Anni di piombo, tempi duri, stato di guerra e senso della morte. È così! La consapevolezza che qualunque ideazione si riduca sempre a prodotto mercificato, alieno dalla originaria matrice creativa, estraneo alla vicenda del mondo, produce nei settori non ancora defunti della cultura contemporanea un profondo senso di vertigine, un estremo dolore masochista per la dimenticanza del SENSO del proprio essere. La storia più recente dell’Ubikuità si è mossa e continua a muoversi nella consapevolezza di questo dissenso.

Mancanza di moralismo (in senso nicciano), di dettagli rassicuranti, un darsi direttamente senza mediazioni parlamentaristiche o televisive, un rifiuto della realtà per un allargamento percettivo sui materiali che si sottopongono ai nostri sensi, una "immensificazione" (tipo guerra retrò Argentina - Inghilterra) cosciente del proprio stato emotivo, una necessità di essere piuttosto che spiegare o dare delle risposte alle classi disagiate in lotta.

Ecco allora il cinema di Wenders ed Herzog, le frigiderizzazioni dei ""Magazzini Criminali" la gestualità di Woytila, la proiezione all’esterno di situazioni inconsce (Berlinguer), mnemoniche (Craxi), fantastiche (Almirante…), il linguaggio DURO dell'azione, il "ritorno" alla natura degli ecologisti, il "gioco" di Quintet, azioni tutte svolte a creare un altro sé da sé, in cui rispecchiarsi o riconoscersi per un ampliamento gnoseologico non più su questi materiali "packed", sui mass media, sulle strutture sociologiche e kulturali, ma sull'individuo, o meglio, sull'individeo (l’Io portante della tecnologia post-moderna).

L'eversione visiva ha il problema lampante di OPERARE in base ad un niente affatto scontato procedimento "progressista-scientifico" del pensiero liberal-capitalistico.
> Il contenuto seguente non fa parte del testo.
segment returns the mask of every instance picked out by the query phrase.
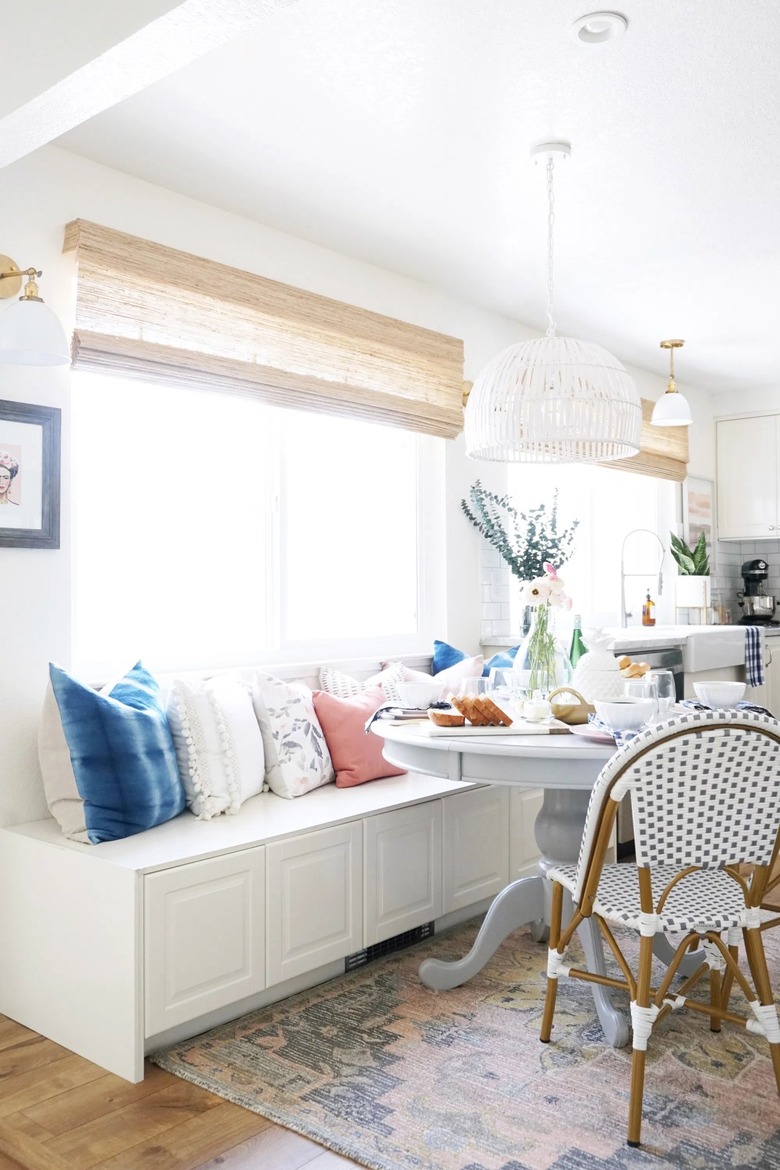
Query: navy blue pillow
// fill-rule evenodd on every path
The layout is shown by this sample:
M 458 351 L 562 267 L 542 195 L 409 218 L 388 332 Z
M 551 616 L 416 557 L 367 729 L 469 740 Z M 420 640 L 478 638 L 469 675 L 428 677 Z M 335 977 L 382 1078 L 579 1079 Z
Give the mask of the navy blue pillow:
M 508 651 L 499 651 L 498 654 L 493 654 L 490 661 L 485 662 L 485 668 L 482 673 L 484 675 L 488 675 L 490 674 L 493 667 L 504 667 L 504 669 L 506 670 L 511 669 L 511 667 L 515 666 L 515 655 L 517 654 L 519 648 L 520 647 L 518 644 L 517 646 L 512 646 Z
M 49 663 L 89 840 L 116 841 L 185 807 L 160 689 L 140 662 L 106 694 Z
M 439 674 L 440 670 L 447 670 L 448 667 L 455 666 L 456 662 L 462 662 L 465 658 L 471 658 L 471 655 L 464 654 L 463 651 L 456 651 L 454 646 L 449 645 L 449 642 L 440 642 L 439 639 L 435 639 L 432 674 Z

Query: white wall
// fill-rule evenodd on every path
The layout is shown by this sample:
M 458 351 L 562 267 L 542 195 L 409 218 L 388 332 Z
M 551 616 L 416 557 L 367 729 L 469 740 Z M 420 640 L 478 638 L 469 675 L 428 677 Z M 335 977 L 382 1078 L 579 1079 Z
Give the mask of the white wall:
M 65 223 L 77 218 L 462 337 L 465 377 L 471 380 L 501 349 L 534 336 L 516 322 L 421 283 L 46 147 L 0 171 L 0 252 L 21 267 L 43 269 L 42 296 L 67 326 L 71 325 L 73 257 L 61 253 L 62 235 Z M 658 374 L 633 371 L 646 397 L 663 390 L 662 365 Z M 1 824 L 46 814 L 35 729 L 49 660 L 65 667 L 70 661 L 69 377 L 67 369 L 0 366 L 0 398 L 60 406 L 63 412 L 62 546 L 58 551 L 0 549 L 5 586 Z M 683 383 L 681 390 L 689 393 Z M 710 414 L 696 395 L 690 397 L 697 422 L 691 428 L 691 472 L 712 475 Z M 501 464 L 468 460 L 462 439 L 448 445 L 448 601 L 441 636 L 469 651 L 476 651 L 479 641 L 481 538 L 464 519 L 460 501 L 477 476 L 491 488 L 503 488 Z
M 47 147 L 0 171 L 0 252 L 20 267 L 43 269 L 41 294 L 67 328 L 73 323 L 74 269 L 73 257 L 62 255 L 62 236 L 65 223 L 78 218 L 462 337 L 467 378 L 472 379 L 488 358 L 518 338 L 516 324 L 423 284 Z M 70 661 L 69 378 L 67 369 L 0 366 L 0 398 L 60 406 L 63 412 L 61 549 L 0 549 L 5 586 L 0 675 L 4 825 L 46 814 L 35 730 L 48 662 L 67 667 Z M 476 649 L 477 535 L 461 515 L 460 500 L 481 473 L 467 460 L 462 440 L 449 448 L 449 596 L 441 636 Z

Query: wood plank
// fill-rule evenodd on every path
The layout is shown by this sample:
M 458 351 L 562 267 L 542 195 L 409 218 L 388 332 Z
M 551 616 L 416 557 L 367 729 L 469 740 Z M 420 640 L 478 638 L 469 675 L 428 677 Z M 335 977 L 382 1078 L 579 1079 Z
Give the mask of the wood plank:
M 306 1170 L 354 1170 L 357 1165 L 356 1162 L 350 1162 L 348 1158 L 343 1158 L 340 1154 L 333 1154 L 332 1150 L 325 1150 L 320 1154 L 318 1158 L 310 1162 Z
M 0 1122 L 0 1155 L 23 1170 L 74 1170 L 74 1165 L 63 1162 L 54 1150 L 26 1134 L 14 1133 L 5 1122 Z
M 220 1104 L 221 1097 L 206 1093 L 196 1085 L 177 1080 L 159 1093 L 152 1093 L 123 1109 L 116 1109 L 54 1137 L 47 1143 L 47 1149 L 54 1150 L 64 1161 L 73 1162 L 78 1170 L 88 1170 L 127 1148 L 129 1128 L 136 1137 L 136 1144 L 149 1142 Z
M 64 1057 L 51 1066 L 46 1065 L 42 1068 L 18 1073 L 16 1076 L 9 1076 L 2 1082 L 0 1117 L 20 1113 L 41 1101 L 68 1093 L 69 1089 L 103 1076 L 105 1076 L 103 1068 L 76 1055 Z
M 87 1081 L 70 1093 L 50 1097 L 40 1104 L 30 1104 L 25 1113 L 53 1135 L 65 1134 L 177 1083 L 170 1073 L 165 1073 L 156 1065 L 149 1066 L 144 1080 L 137 1085 L 131 1085 L 113 1073 L 102 1072 L 103 1075 L 98 1079 Z
M 213 1166 L 233 1168 L 229 1161 L 233 1149 L 242 1149 L 248 1138 L 251 1141 L 256 1134 L 270 1128 L 271 1123 L 260 1114 L 222 1101 L 208 1113 L 192 1117 L 165 1134 L 137 1145 L 129 1144 L 127 1149 L 97 1163 L 92 1170 L 198 1170 L 206 1159 Z M 130 1138 L 132 1131 L 129 1130 L 127 1136 Z M 276 1170 L 275 1162 L 265 1161 L 263 1165 L 265 1170 Z M 281 1163 L 279 1170 L 285 1166 L 287 1163 Z
M 269 1126 L 256 1137 L 193 1170 L 302 1170 L 303 1166 L 311 1170 L 322 1152 L 322 1145 L 308 1137 L 281 1126 Z
M 25 1073 L 29 1068 L 43 1068 L 65 1057 L 73 1057 L 68 1048 L 55 1044 L 54 1040 L 47 1040 L 36 1032 L 28 1032 L 26 1037 L 18 1037 L 15 1041 L 0 1048 L 0 1080 L 5 1081 L 8 1076 Z

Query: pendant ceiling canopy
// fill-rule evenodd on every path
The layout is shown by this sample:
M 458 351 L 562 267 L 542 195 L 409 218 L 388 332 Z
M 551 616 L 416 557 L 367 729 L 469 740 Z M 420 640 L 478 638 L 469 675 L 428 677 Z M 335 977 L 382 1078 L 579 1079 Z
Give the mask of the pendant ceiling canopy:
M 567 143 L 534 147 L 547 172 L 547 333 L 511 345 L 477 377 L 465 405 L 465 450 L 501 462 L 575 463 L 627 459 L 640 449 L 642 405 L 607 350 L 557 337 L 553 292 L 553 167 Z

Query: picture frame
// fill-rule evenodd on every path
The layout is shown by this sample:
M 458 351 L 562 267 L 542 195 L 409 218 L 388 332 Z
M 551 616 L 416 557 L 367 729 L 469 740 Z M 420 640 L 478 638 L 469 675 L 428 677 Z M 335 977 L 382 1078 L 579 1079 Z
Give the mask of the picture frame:
M 0 400 L 0 548 L 60 548 L 61 411 Z
M 712 574 L 717 551 L 715 481 L 689 475 L 683 482 L 683 539 L 692 549 L 702 532 L 706 537 Z

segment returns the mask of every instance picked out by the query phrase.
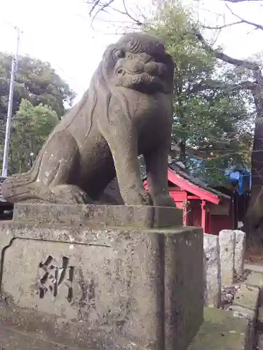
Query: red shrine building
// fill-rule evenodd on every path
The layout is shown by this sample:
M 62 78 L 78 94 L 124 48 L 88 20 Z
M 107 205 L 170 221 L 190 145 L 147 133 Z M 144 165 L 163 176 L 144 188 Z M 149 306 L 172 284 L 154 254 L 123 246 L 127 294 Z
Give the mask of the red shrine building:
M 201 227 L 205 233 L 218 234 L 222 230 L 237 230 L 237 200 L 182 169 L 176 164 L 168 168 L 169 192 L 177 207 L 183 210 L 183 223 Z M 147 188 L 147 180 L 144 181 Z

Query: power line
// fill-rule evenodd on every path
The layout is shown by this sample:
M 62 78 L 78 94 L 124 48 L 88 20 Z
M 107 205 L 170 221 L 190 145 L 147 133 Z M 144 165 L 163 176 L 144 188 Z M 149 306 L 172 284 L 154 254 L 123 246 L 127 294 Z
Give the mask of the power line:
M 12 60 L 11 77 L 10 80 L 10 88 L 9 88 L 8 107 L 7 119 L 6 119 L 5 146 L 4 150 L 4 159 L 3 159 L 3 167 L 2 167 L 2 176 L 7 176 L 7 172 L 8 168 L 9 141 L 10 141 L 10 132 L 11 129 L 13 99 L 14 94 L 15 74 L 18 70 L 18 50 L 20 41 L 20 34 L 22 33 L 20 29 L 18 27 L 13 27 L 13 28 L 17 31 L 18 37 L 17 37 L 16 52 L 15 55 L 13 57 Z

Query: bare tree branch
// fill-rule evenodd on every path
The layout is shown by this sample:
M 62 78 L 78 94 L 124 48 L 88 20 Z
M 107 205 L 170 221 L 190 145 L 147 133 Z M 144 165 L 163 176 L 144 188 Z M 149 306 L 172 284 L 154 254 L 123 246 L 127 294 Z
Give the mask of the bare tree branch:
M 116 8 L 113 7 L 113 3 L 115 0 L 87 0 L 86 3 L 88 5 L 91 6 L 91 8 L 89 11 L 89 15 L 93 18 L 92 23 L 94 22 L 95 18 L 97 17 L 98 14 L 101 12 L 108 12 L 107 9 L 112 10 L 113 11 L 117 12 L 121 15 L 124 15 L 125 16 L 130 18 L 133 24 L 135 24 L 138 27 L 140 27 L 143 24 L 142 22 L 137 18 L 135 18 L 133 15 L 131 15 L 130 11 L 127 8 L 126 0 L 122 1 L 123 6 L 124 10 L 122 10 L 119 8 Z
M 242 20 L 239 20 L 237 22 L 233 22 L 232 23 L 229 23 L 227 24 L 222 24 L 222 25 L 218 25 L 215 27 L 211 27 L 208 25 L 202 25 L 203 28 L 205 28 L 206 29 L 223 29 L 224 28 L 227 28 L 228 27 L 231 27 L 232 25 L 235 24 L 241 24 L 243 22 Z
M 212 48 L 208 44 L 205 39 L 204 38 L 203 35 L 200 33 L 200 31 L 196 30 L 196 29 L 194 29 L 194 34 L 195 36 L 202 43 L 204 48 L 210 52 L 213 52 L 217 59 L 222 59 L 222 61 L 229 63 L 230 64 L 234 64 L 234 66 L 243 66 L 244 68 L 255 71 L 260 70 L 260 68 L 257 63 L 250 61 L 247 61 L 246 59 L 238 59 L 236 58 L 234 58 L 221 51 Z

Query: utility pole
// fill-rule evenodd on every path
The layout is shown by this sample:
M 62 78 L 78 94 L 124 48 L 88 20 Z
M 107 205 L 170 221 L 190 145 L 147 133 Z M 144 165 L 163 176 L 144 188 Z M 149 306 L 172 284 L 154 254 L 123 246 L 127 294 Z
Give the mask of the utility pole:
M 17 27 L 15 27 L 15 29 L 18 32 L 18 38 L 17 38 L 15 55 L 12 59 L 11 76 L 10 79 L 10 88 L 9 88 L 8 107 L 7 118 L 6 118 L 6 139 L 5 139 L 5 146 L 4 150 L 2 176 L 7 176 L 7 171 L 8 169 L 9 141 L 10 141 L 10 132 L 11 130 L 13 99 L 14 94 L 15 74 L 18 71 L 18 49 L 20 41 L 20 30 Z

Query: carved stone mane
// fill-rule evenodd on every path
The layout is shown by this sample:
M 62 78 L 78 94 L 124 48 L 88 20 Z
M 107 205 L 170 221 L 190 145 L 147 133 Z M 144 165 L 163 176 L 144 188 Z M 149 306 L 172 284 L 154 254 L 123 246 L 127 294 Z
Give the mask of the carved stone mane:
M 153 36 L 126 34 L 109 46 L 90 88 L 55 127 L 32 169 L 6 180 L 4 198 L 94 203 L 116 175 L 126 204 L 175 206 L 167 179 L 173 73 L 173 59 Z

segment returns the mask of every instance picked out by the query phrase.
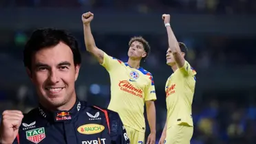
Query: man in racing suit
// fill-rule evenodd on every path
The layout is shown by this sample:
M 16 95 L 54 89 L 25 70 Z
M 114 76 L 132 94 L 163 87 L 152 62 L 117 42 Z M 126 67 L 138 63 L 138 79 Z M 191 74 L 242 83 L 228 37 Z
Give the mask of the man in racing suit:
M 118 113 L 78 99 L 75 82 L 81 56 L 78 42 L 65 31 L 33 32 L 23 62 L 39 106 L 28 114 L 5 110 L 1 144 L 129 144 Z
M 15 144 L 128 144 L 117 112 L 77 100 L 69 111 L 41 106 L 25 115 Z

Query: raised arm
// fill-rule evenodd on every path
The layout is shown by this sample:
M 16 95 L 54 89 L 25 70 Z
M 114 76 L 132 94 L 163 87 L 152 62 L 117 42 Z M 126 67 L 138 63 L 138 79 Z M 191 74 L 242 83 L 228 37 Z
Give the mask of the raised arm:
M 100 64 L 103 64 L 104 51 L 96 47 L 94 36 L 92 34 L 90 23 L 93 19 L 94 14 L 90 12 L 86 12 L 82 15 L 86 50 L 92 53 L 98 60 Z
M 179 44 L 178 43 L 177 39 L 171 29 L 170 25 L 170 14 L 162 14 L 162 16 L 167 31 L 169 47 L 173 55 L 174 60 L 178 67 L 181 68 L 185 63 L 185 59 L 182 55 Z

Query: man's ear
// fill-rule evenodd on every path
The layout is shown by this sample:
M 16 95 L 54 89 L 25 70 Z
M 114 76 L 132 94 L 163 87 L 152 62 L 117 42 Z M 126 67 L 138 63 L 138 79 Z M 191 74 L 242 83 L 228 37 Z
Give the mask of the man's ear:
M 77 78 L 78 77 L 78 75 L 79 75 L 79 70 L 80 70 L 80 67 L 81 67 L 81 65 L 80 64 L 76 64 L 75 66 L 75 80 L 76 81 Z
M 32 82 L 33 82 L 33 79 L 32 79 L 32 73 L 31 70 L 30 69 L 28 69 L 28 67 L 26 67 L 25 68 L 25 71 L 27 71 L 28 76 L 30 77 L 30 79 L 32 81 Z
M 144 52 L 142 57 L 145 58 L 147 56 L 147 52 Z

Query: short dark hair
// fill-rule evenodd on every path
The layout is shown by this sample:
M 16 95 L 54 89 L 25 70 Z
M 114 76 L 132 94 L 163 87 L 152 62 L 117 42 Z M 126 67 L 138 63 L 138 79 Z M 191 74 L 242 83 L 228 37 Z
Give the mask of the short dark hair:
M 180 51 L 185 53 L 185 57 L 186 56 L 186 53 L 188 53 L 188 48 L 186 47 L 186 45 L 182 42 L 178 42 Z
M 130 41 L 129 42 L 129 47 L 131 47 L 131 43 L 134 43 L 134 41 L 138 41 L 142 44 L 144 50 L 147 53 L 147 56 L 142 59 L 142 60 L 145 60 L 147 58 L 147 57 L 149 55 L 151 51 L 149 43 L 145 39 L 144 39 L 142 36 L 134 36 L 131 38 Z
M 63 29 L 44 28 L 35 30 L 25 44 L 23 50 L 25 67 L 31 70 L 32 58 L 34 53 L 45 47 L 56 46 L 60 42 L 64 43 L 70 47 L 73 53 L 74 64 L 81 64 L 81 56 L 76 38 Z

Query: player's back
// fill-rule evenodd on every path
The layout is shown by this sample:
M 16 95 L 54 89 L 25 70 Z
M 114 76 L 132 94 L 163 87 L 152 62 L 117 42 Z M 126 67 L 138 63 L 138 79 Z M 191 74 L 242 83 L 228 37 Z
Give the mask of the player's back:
M 193 126 L 192 101 L 195 86 L 196 72 L 185 62 L 178 69 L 166 83 L 167 106 L 167 128 L 173 125 Z
M 150 93 L 156 95 L 151 73 L 142 68 L 131 68 L 106 53 L 102 65 L 109 72 L 111 80 L 108 108 L 118 112 L 124 125 L 145 132 L 145 101 L 151 98 Z M 151 86 L 153 88 L 149 91 Z

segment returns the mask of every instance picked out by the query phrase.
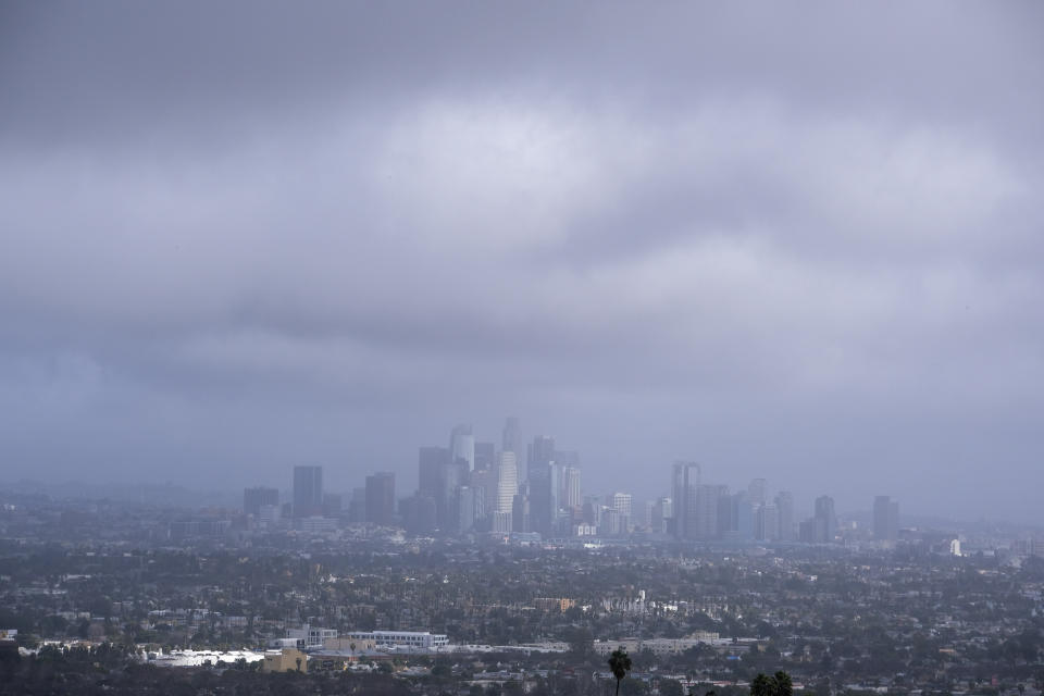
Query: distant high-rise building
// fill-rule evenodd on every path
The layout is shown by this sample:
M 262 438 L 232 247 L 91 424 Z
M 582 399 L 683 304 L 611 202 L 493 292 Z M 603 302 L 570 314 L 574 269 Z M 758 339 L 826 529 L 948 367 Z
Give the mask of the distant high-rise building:
M 735 530 L 732 525 L 733 509 L 732 495 L 729 493 L 729 486 L 717 486 L 718 488 L 718 538 L 732 539 Z
M 366 489 L 363 486 L 351 489 L 351 500 L 348 502 L 348 520 L 355 524 L 366 521 Z
M 580 469 L 576 467 L 562 468 L 562 493 L 559 501 L 566 508 L 579 508 L 581 506 Z
M 445 447 L 421 447 L 418 452 L 418 490 L 433 500 L 438 498 L 443 467 L 449 463 L 449 450 Z
M 550 535 L 558 517 L 559 469 L 555 462 L 555 438 L 538 435 L 527 450 L 526 485 L 530 526 Z M 515 530 L 518 531 L 518 530 Z
M 471 472 L 471 487 L 475 495 L 475 520 L 484 520 L 497 511 L 499 467 Z
M 813 544 L 833 544 L 837 536 L 837 515 L 834 513 L 834 499 L 830 496 L 816 498 L 816 515 L 811 527 L 803 535 L 803 542 Z
M 519 419 L 509 415 L 504 424 L 504 439 L 500 443 L 500 450 L 514 452 L 515 461 L 522 455 L 522 433 L 519 430 Z
M 323 517 L 339 518 L 341 512 L 340 495 L 336 493 L 323 494 Z
M 667 534 L 669 520 L 674 517 L 671 498 L 657 498 L 652 506 L 652 531 L 657 534 Z
M 471 425 L 458 425 L 449 434 L 449 452 L 453 463 L 471 471 L 475 468 L 475 436 Z
M 873 538 L 879 542 L 899 538 L 899 504 L 890 496 L 873 499 Z
M 366 476 L 366 522 L 395 523 L 395 474 L 378 472 Z
M 264 486 L 258 486 L 256 488 L 244 488 L 243 490 L 243 512 L 245 514 L 252 514 L 253 517 L 261 515 L 261 506 L 278 506 L 279 505 L 279 492 L 276 488 L 265 488 Z
M 406 498 L 399 505 L 402 523 L 410 534 L 431 534 L 437 522 L 435 520 L 435 499 L 431 496 L 417 494 Z
M 496 446 L 493 443 L 475 443 L 475 471 L 493 469 L 496 464 Z
M 471 486 L 457 489 L 457 534 L 475 530 L 475 495 Z
M 767 502 L 757 509 L 754 527 L 755 537 L 759 542 L 774 542 L 780 538 L 780 511 L 775 505 Z
M 612 494 L 612 509 L 619 512 L 620 514 L 625 514 L 629 518 L 631 517 L 631 494 L 630 493 L 614 493 Z
M 575 449 L 556 449 L 555 461 L 562 469 L 564 469 L 566 467 L 573 467 L 574 469 L 580 469 L 580 452 L 576 451 Z
M 775 496 L 775 509 L 780 512 L 780 540 L 794 540 L 794 494 L 780 490 Z
M 751 478 L 750 485 L 747 486 L 747 499 L 750 500 L 750 505 L 757 509 L 759 505 L 765 505 L 768 502 L 768 482 L 765 478 Z
M 497 464 L 497 507 L 496 512 L 512 513 L 514 496 L 519 493 L 519 468 L 514 452 L 500 452 L 500 462 Z M 509 530 L 510 531 L 510 530 Z
M 294 517 L 323 513 L 323 468 L 294 467 Z
M 719 486 L 696 486 L 696 538 L 718 536 L 718 493 Z
M 674 462 L 671 487 L 671 500 L 674 508 L 674 535 L 680 539 L 698 538 L 696 493 L 699 488 L 699 464 L 694 461 Z
M 555 461 L 555 438 L 549 435 L 537 435 L 533 438 L 526 456 L 527 480 L 540 477 L 547 471 L 547 464 Z

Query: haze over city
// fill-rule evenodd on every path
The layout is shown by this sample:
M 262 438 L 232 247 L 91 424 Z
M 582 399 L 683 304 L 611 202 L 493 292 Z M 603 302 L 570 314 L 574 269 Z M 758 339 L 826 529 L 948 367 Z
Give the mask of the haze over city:
M 584 488 L 1040 523 L 1034 3 L 5 3 L 0 484 Z

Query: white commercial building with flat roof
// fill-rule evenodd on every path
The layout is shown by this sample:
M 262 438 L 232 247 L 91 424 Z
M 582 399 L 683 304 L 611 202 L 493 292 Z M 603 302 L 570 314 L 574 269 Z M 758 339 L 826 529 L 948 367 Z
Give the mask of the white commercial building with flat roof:
M 433 649 L 449 645 L 445 633 L 427 631 L 360 631 L 348 633 L 347 637 L 358 641 L 373 641 L 378 647 L 409 647 Z

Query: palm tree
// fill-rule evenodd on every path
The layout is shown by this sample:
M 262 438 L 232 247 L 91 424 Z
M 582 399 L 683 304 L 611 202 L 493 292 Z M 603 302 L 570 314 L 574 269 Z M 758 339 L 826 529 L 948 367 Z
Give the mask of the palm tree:
M 750 682 L 750 696 L 775 696 L 775 684 L 763 673 L 758 673 Z
M 631 671 L 631 658 L 622 647 L 617 648 L 609 656 L 609 671 L 617 678 L 617 696 L 620 696 L 620 682 Z
M 775 683 L 775 696 L 794 696 L 794 682 L 790 674 L 780 670 L 772 675 L 772 681 Z

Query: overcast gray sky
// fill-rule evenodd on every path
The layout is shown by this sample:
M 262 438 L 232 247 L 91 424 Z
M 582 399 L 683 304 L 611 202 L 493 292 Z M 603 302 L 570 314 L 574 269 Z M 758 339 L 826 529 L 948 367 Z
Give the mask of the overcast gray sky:
M 0 482 L 1044 522 L 1044 4 L 4 2 Z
E opera una critica ed una "selezione" altrettanto scontate e prevedibili nei riguardi dell'industria culturale e dei suoi prodotti, creando nuovi strumenti di pensiero cibernetico che forniscono emozioni più forti, più profonde, più drastiche sul valore della vita, il tutto, di fatto, in una cornice di realtà (e l'ultimo conflitto nelle Falkland è stato condotto proprio come un vero e proprio torneo di Wargames).

Il Movimento Ubikuo, recuperando un'area inesistente, tenta quindi di creare una improduttiva alternativa allo strapotere della ragione, di quella ragione che, entropizzandosi, ha pianificato la realtà.

L’Ubikuità costituisce, perciò, un antidoto anfetaminico alla patologica crisi dell'immaginario.

Ma, ancora una volta, il "software" delle strutture neocapitalistiche e dell'industria culturale o post-moderna, hanno fagocitato ed assimilato le incursioni tentate. L'Ubikuità, infatti, proprio per il suo essere dovunque e in nessun luogo, nel momento in cui si oggettiva, in cui, ponendosi, si fa oggetto, inesorabilmente diventa una parte dell’ingranaggio, merce, oggetto di scambio, e perde la sua efficacia distruttiva.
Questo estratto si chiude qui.